Ooookaaay...  I don't recall asking for any of that, so... um...  yeah... Maybe it's time to switch to decaf?


----------



## tirediron (Jun 16, 2013)

:waiting:


----------



## The_Traveler (Jun 16, 2013)

Perhaps this thread should be retitled 'what to do about ugly background chatter'?


----------



## vintagesnaps (Jun 16, 2013)

Yeah. Maybe another thread could have been started about processing backgrounds since the OP might be long gone and never coming back... I don't think the OP was posting this as being an aspiring pro or even necessarily a hobbyist but like many people, maybe someone who likes taking pictures of friends and family etc. and just wanted some suggestions on a relatively simple edit/adjustment. (And as a number of us mentioned, the fence doesn't look bad at all, and it's a fun picture that I think the OP did a nice job getting that might just benefit from a basic crop or other minor adjustment).

ShooterJ, the information you got from your instructor is the type thing I do  - moving your feet can be as good a tool in composing images as any sometimes. I think it's typical for the eye to be drawn to the subject and it takes some learning and practice to make your eye move around the entire rectangle of the viewfinder/screen and make sure everything there is what you want in your photo. I've done sports and events and I think it takes sheer practice to get good at efficiently framing and composing shots to capture a split second of time, and to learn how to get your camera and yourself ready for whatever might come next.
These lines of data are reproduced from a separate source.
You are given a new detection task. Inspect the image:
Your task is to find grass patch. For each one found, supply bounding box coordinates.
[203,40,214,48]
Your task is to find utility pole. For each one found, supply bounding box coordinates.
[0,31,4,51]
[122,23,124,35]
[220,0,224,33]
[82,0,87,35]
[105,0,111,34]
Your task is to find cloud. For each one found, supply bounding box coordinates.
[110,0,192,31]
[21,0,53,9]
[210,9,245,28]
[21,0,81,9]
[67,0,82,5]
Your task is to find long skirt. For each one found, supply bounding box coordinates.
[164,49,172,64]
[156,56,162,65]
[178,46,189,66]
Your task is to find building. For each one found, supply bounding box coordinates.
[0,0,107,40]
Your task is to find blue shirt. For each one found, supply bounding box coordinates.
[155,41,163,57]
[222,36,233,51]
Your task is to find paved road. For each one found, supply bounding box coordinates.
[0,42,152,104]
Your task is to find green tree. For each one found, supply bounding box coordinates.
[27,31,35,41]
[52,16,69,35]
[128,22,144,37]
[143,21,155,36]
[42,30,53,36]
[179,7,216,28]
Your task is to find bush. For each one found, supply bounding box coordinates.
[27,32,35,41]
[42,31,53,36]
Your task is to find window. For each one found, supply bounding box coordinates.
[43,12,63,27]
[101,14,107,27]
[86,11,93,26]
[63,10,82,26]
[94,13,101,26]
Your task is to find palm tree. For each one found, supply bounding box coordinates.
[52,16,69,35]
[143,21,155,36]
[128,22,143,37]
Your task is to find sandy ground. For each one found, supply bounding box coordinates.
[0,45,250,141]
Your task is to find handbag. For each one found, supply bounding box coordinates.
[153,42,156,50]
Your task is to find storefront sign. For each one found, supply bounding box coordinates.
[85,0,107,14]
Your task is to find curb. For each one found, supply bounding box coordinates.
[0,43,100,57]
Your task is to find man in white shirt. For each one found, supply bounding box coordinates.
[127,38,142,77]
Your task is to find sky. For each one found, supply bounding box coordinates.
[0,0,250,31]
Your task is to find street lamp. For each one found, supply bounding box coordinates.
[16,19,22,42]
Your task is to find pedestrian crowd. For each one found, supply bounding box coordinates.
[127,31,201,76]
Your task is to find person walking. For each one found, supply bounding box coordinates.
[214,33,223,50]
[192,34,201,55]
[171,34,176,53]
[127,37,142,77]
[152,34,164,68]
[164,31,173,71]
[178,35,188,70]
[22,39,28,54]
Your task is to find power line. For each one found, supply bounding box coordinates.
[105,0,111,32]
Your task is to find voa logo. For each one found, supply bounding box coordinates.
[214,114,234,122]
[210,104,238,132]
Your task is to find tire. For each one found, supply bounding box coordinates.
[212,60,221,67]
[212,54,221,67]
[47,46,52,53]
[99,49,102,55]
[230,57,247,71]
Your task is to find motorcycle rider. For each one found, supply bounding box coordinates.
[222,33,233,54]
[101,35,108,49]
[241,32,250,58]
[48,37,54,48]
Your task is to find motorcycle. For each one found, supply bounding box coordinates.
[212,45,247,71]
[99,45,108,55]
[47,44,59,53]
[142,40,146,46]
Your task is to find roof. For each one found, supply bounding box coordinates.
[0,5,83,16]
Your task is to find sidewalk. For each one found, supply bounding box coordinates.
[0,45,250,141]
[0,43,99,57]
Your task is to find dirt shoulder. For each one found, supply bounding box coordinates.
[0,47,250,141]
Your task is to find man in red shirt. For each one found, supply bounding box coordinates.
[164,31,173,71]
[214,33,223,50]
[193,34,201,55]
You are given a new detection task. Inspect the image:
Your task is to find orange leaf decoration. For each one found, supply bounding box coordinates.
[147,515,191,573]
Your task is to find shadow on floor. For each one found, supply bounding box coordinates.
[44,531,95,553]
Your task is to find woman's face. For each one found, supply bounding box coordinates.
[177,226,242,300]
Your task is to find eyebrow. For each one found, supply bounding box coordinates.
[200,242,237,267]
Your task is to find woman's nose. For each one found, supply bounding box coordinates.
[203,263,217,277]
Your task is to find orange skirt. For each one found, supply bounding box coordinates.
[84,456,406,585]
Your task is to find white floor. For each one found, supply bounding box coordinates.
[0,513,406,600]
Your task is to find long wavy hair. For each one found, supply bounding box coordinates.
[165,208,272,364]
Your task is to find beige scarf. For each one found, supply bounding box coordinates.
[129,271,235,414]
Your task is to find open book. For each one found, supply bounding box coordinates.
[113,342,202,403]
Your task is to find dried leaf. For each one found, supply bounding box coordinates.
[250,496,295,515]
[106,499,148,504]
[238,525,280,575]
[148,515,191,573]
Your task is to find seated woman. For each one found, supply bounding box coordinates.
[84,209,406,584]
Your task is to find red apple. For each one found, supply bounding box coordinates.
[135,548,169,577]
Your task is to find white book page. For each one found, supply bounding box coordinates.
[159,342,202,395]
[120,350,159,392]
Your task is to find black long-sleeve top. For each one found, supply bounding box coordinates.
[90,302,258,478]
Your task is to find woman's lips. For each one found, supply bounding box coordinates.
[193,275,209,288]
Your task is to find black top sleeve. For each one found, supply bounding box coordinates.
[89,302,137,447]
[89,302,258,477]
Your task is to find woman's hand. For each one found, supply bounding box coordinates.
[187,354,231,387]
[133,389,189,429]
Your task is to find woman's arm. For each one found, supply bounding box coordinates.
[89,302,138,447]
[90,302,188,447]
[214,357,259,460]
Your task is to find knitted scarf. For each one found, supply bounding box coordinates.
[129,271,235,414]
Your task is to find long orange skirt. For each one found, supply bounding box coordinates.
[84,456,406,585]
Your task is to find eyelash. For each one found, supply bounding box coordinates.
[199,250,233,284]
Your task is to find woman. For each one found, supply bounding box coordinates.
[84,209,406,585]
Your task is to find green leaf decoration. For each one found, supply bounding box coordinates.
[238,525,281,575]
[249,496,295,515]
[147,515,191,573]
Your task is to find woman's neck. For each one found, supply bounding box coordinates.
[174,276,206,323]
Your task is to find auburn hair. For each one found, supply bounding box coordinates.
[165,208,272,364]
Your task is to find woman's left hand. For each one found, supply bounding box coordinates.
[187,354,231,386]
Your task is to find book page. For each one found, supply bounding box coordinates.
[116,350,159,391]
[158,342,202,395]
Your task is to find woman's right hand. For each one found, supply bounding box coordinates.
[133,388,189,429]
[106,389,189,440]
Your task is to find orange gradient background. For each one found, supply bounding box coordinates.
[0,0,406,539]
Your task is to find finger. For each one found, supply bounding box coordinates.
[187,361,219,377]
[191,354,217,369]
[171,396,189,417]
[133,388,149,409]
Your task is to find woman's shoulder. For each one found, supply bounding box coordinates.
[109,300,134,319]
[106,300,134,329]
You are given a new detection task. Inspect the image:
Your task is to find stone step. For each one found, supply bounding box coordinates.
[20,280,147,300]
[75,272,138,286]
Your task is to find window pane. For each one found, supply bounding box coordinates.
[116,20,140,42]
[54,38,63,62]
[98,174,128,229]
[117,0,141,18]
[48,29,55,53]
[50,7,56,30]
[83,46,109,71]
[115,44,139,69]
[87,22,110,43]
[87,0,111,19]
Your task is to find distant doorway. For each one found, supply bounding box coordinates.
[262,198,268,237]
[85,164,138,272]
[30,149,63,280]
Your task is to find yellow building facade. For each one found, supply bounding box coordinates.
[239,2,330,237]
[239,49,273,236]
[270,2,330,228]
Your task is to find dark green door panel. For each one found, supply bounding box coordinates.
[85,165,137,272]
I think too that a little can go a long way with post processing and it would be preferable for editing to be used to do something creative rather than to have to rely on it for a lot of corrections.

#1 - The best I can describe it is that the depth doesn't seem to look as I'd expect it would for the distance from the porch to the tree and sidewalk(?) in the background; that the blur makes it seem as if it's in the same plane when it actually isn't.


----------



## Buckster (Jun 16, 2013)

vintagesnaps said:


> #1 - The best I can describe it is that the depth doesn't seem to look as I'd expect it would for the distance from the porch to the tree and sidewalk(?) in the background; that the blur makes it seem as if it's in the same plane when it actually isn't.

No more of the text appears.